Walker decided on a backyard picnic theme and was accompanied by a cameraman as he went grocery shopping.

By dinnertime on that Saturday, Walker had prepared a meal for 30 people at the African American Self House in Cherryville, demonstrating his cooking skills to onlookers.

His four-course menu included: mixed chilled honey berry soup with corn ricotta cheese (soup); everyday garden salad with oregano and kale blend with bacon-fig vinaigrette (appetizer); honey barbecue chili chicken and waffle cornbread with chardonnay fried green beans and mashed sweet potatoes (entrée); and peanut butter honey coconut truffles with chocolate drizzle (dessert).

“The experience was good. I really loved it. It made me feel like a real bona fide chef,” he said.

Becoming a chef wasn’t on the mind of Walker when he enrolled at Livingstone College. He intended to major in criminal justice and theater arts, but one day he came across Vivian Ray, the first director of the Culinary Arts School, who convinced him to change his major.

He’s glad he did. Since working in culinary arts, his life has shifted momentum and afforded him many opportunities to touch the lives of others. He has volunteered at Washington Elementary School in Shelby, where he went as a child, assisting with the school’s garden club and nutritional program.

Walker credits his home life for instilling in him a love for cooking. “I grew up around a family that loved to cook. From a young age, I thought culinary arts was the international language of all human beings because everyone eats. Food brings us together and is a reason to travel,” he said.

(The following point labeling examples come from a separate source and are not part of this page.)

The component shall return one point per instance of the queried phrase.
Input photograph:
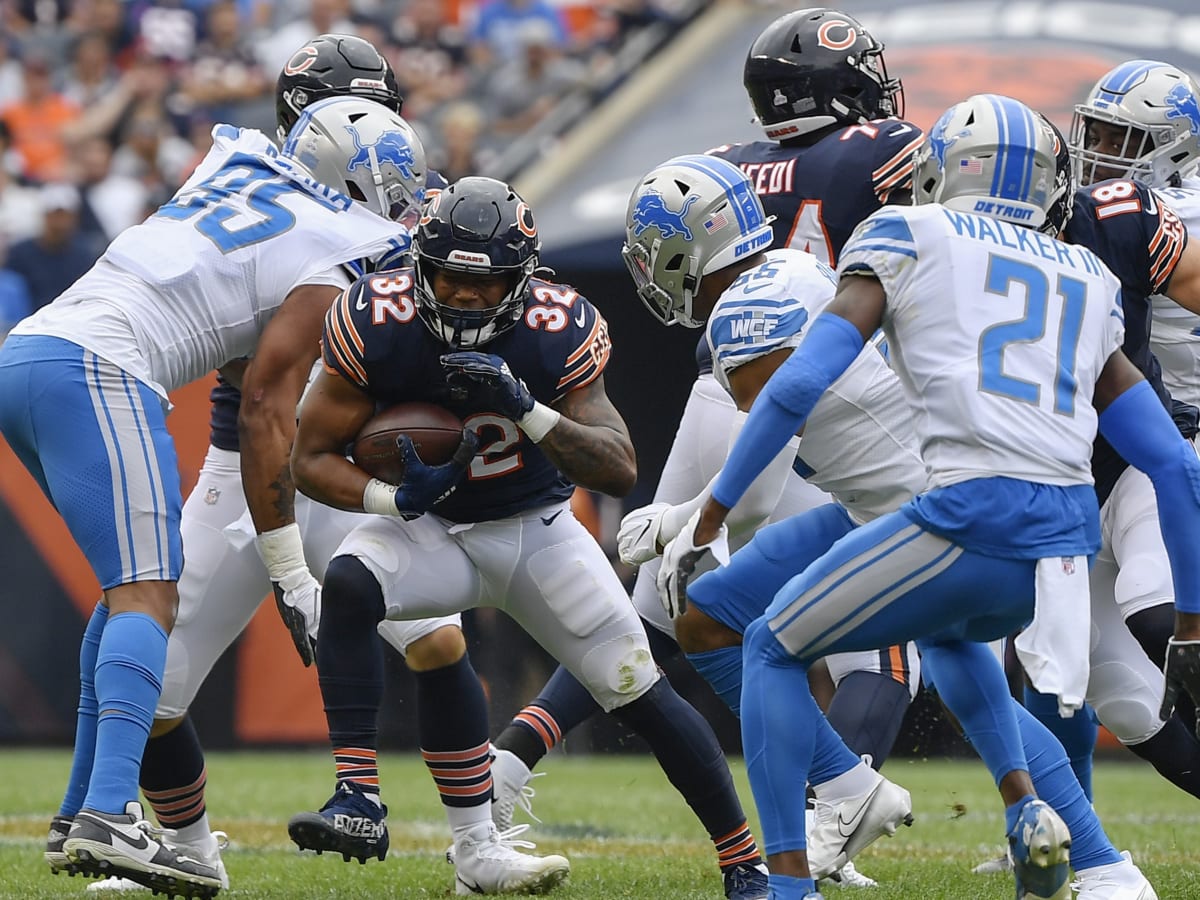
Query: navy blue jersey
(375, 339)
(226, 399)
(819, 193)
(1140, 239)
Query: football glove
(679, 561)
(1182, 673)
(425, 486)
(637, 539)
(486, 382)
(297, 593)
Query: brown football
(436, 433)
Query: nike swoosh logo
(139, 844)
(846, 827)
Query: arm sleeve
(1143, 432)
(786, 401)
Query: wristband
(538, 421)
(379, 498)
(282, 551)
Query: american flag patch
(719, 220)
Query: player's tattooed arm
(271, 388)
(591, 443)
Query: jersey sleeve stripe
(339, 348)
(1165, 251)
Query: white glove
(679, 561)
(297, 593)
(637, 539)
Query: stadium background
(657, 79)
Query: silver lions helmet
(364, 150)
(1140, 121)
(990, 155)
(690, 216)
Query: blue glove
(486, 382)
(425, 486)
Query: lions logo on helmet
(1140, 121)
(652, 211)
(678, 229)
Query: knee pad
(351, 591)
(1125, 703)
(619, 671)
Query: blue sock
(85, 720)
(1057, 785)
(972, 685)
(723, 670)
(785, 887)
(130, 663)
(785, 739)
(1077, 735)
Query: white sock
(853, 783)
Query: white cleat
(997, 865)
(1115, 881)
(207, 852)
(486, 862)
(850, 877)
(510, 787)
(840, 831)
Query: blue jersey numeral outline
(1002, 275)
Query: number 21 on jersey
(1003, 276)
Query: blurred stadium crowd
(106, 106)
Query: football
(436, 433)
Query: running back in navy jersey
(375, 339)
(1140, 239)
(820, 192)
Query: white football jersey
(858, 443)
(1175, 331)
(999, 334)
(195, 285)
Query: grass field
(625, 831)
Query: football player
(521, 360)
(226, 581)
(834, 154)
(1129, 127)
(988, 401)
(246, 249)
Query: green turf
(625, 831)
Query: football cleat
(997, 865)
(208, 851)
(349, 823)
(510, 787)
(840, 831)
(1039, 846)
(850, 877)
(486, 862)
(747, 881)
(126, 845)
(1115, 881)
(57, 857)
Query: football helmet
(990, 155)
(687, 219)
(1062, 198)
(361, 149)
(1152, 111)
(333, 66)
(817, 67)
(477, 226)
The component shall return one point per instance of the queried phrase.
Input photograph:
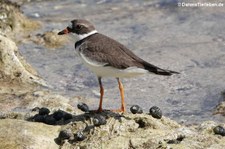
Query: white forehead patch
(70, 25)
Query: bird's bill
(65, 31)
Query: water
(188, 40)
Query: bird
(107, 57)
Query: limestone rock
(21, 134)
(14, 71)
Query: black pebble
(83, 107)
(67, 116)
(219, 130)
(39, 118)
(155, 112)
(58, 115)
(80, 136)
(50, 120)
(135, 109)
(99, 120)
(44, 111)
(65, 134)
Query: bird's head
(80, 27)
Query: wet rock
(35, 109)
(44, 111)
(83, 107)
(155, 112)
(23, 134)
(135, 109)
(66, 134)
(219, 130)
(13, 21)
(80, 136)
(177, 140)
(39, 118)
(99, 120)
(50, 120)
(12, 64)
(220, 109)
(58, 115)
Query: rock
(14, 69)
(155, 112)
(59, 114)
(99, 120)
(44, 111)
(83, 107)
(219, 130)
(66, 134)
(39, 118)
(135, 109)
(13, 21)
(80, 136)
(50, 120)
(220, 108)
(23, 134)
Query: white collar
(86, 35)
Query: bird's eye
(70, 25)
(79, 26)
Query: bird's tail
(156, 70)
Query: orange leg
(101, 94)
(123, 109)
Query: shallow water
(188, 40)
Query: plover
(107, 57)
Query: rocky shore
(34, 116)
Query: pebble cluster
(44, 116)
(97, 120)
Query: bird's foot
(122, 110)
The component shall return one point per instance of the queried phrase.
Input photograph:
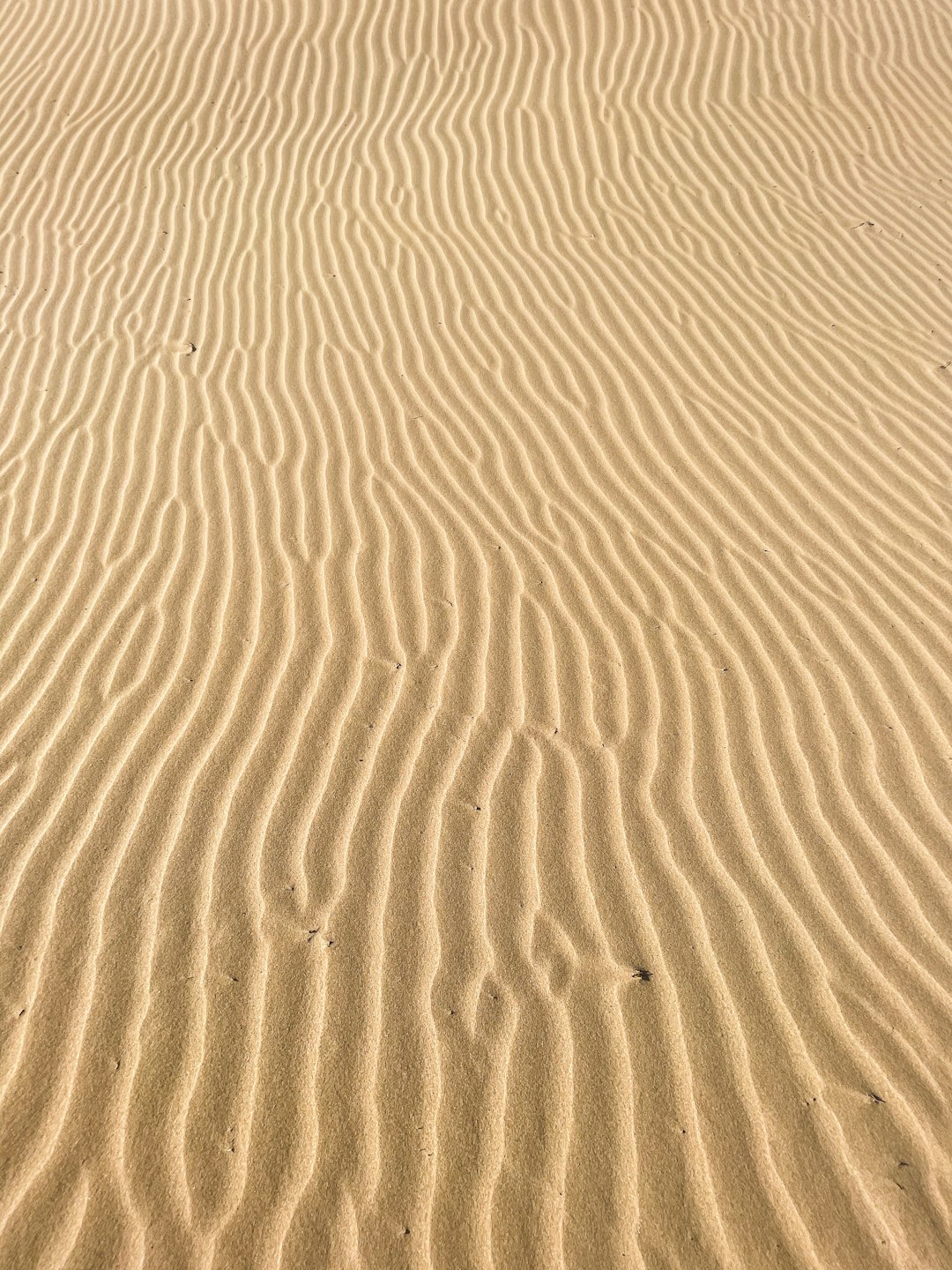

While his love of cooking is innate, a few mentors have helped to prime his gift. Chef Lion Hughes, executive chef for a group of private country clubs, and Chef Karrell Darden, former culinary professor at Livingstone, are among his mentors.

Livingstone’s School of Hospitality Management and Culinary Arts “has shaped me into who I am. I really love the program. I love my HBCU (historically black college or university),” he said.

“All my childhood, I stayed in trouble. I was hyper and bored. I want to be an example of coming from nothing and from an alternative school. I want to show that you don’t have to repeat the cycle of hurt that goes on in a community,” he said.